Nonlinear solvers in Dynare
The aim of this project is 1. to separate nonlinear solvers from the problems that they are supposed to solve 1. to provide Matlab and Mex versions of these solvers 1. write Matlab, Mex and C++ version of the problems solved by nonlinear solvers
Existing nonlinear solvers
- Matlab or Octave native version of fsolve(). Note that Matlab and Octave versions of fsolve() are different. (Can't be easily ported to C++)
- Newton method with linear search on the entire problem. (As trust region algorithm is superior, not a priority to have a C++ version)

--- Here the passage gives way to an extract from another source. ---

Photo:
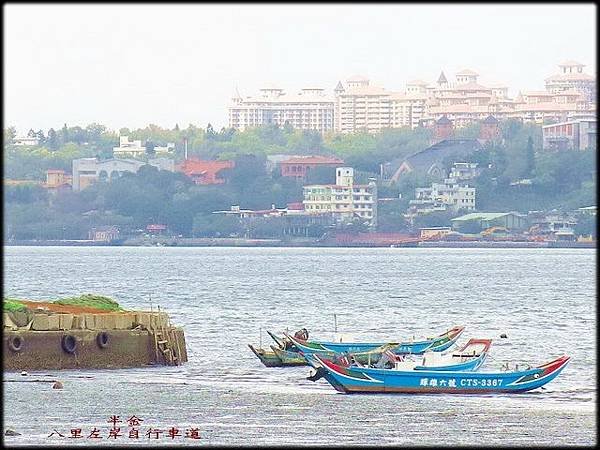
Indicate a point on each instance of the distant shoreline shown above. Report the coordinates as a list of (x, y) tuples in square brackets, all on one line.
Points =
[(231, 242)]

- Newton method with linear search on recursive blocks. (As trust region algorithm is superior, not a priority to have a C++ version)
- Chris Sims csolve() on entire problem. There exist a C version on Chris's web site.
- trust region algorithm on recursive blocks
- Newton algorithm with sparse Gaussian elimination (SPE) (Currently only for bytecode)
- Newton algorithm with sparge LU solver (Currently only for bytecode)
- Newton algorithm with GMRES (Currently only for bytecode)
- Newton algorithm with BICGSTAB (Currently only for bytecode)
- trust region algorithm on entire problem
- mixed complementarity solver
- Simple Newton with dampening factor in order to replace sim1()
steady state (directly solve <fname>_static)
- perfect foresight (perfect_foresight_problem.m)
- stochastic extended path problem
Provide problems in standard manner
We need Matlab, C and Mex access to <fname>_static and <fname>_dynamic. The format of these functions (Matlab, bytecode or Mex/C) needs to be hidden in a single calling function.
- We need Matlab, C and Mex access to perfect foresight problem and stochastic extended path problem (only Matlab exists currently)
- The C version is needed to interact with C/C++ version of the solvers. Mex is just a wrapper around the C version.
Provide linear solvers in standard manner
- Several of the algorithms above differ only by the linear solver
- We should instead introduce yet another option to choose the linear solver for all nonlinear solvers, even if such an option is maybe only interesting for the perfect foresight and stochastic extended path problems.
- At least one algorithm can't be handled that way. It is the perfect foresight Newton solver where the number of periods is tested for in each iteration. We should keep its current separate Matlab implementation.